The launch experience should also bring a host of bug fixes, and I’m confident that Two Point Studios will deliver a mostly pain-free experience. At one point I encountered an issue that would crash my game as soon as I attempted to launch into one of the campaign museums. A quick email and a couple of hours later, a fix was deployed. It turns out that a plant was the root of the issue (I subjected PR to that one, so now you also have to deal with my dad humor). There are a couple of minor annoyances, though, such as wallpapering being a bit clunky and occasionally overstepping an adjoining wall, but overall the experience has been almost flawless.

Two Point Museum review: two museum areas, one focused on prehistoric dinosaur bones and the other on flowers

Two Point Museum continues to iterate on the series’ tried and tested formula while providing more than enough new systems to keep even the most seasoned fan entertained for hours on end.
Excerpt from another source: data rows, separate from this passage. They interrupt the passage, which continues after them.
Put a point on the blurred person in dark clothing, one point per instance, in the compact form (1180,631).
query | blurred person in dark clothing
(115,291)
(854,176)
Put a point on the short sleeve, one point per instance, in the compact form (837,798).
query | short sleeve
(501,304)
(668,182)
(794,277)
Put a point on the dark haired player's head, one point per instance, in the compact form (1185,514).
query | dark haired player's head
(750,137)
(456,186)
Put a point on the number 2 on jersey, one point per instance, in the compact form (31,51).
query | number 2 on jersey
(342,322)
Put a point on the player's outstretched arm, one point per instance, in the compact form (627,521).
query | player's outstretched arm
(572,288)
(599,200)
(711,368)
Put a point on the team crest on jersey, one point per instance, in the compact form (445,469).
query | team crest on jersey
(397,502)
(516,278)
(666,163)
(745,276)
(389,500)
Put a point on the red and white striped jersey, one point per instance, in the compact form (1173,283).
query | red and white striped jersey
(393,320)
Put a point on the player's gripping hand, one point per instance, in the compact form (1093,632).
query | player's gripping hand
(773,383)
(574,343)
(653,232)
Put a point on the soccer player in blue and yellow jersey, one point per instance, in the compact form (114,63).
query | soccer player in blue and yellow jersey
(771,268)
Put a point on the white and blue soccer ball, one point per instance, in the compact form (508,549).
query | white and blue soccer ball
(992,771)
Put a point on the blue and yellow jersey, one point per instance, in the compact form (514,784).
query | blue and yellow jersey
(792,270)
Two Point Studios knows its strengths and continues to play to them; something the Yakuza series – also published by SEGA – has thrived on for the past 20 years. Whereas Campus failed to captivate me as Hospital had originally done, Museum has hooked me back in, and all it took were a few fossils and a spectral spinster. Imaginative, witty, and chuffing good fun, Two Point Museum embodies the spirit of discovery, packaged within a management game full of charm.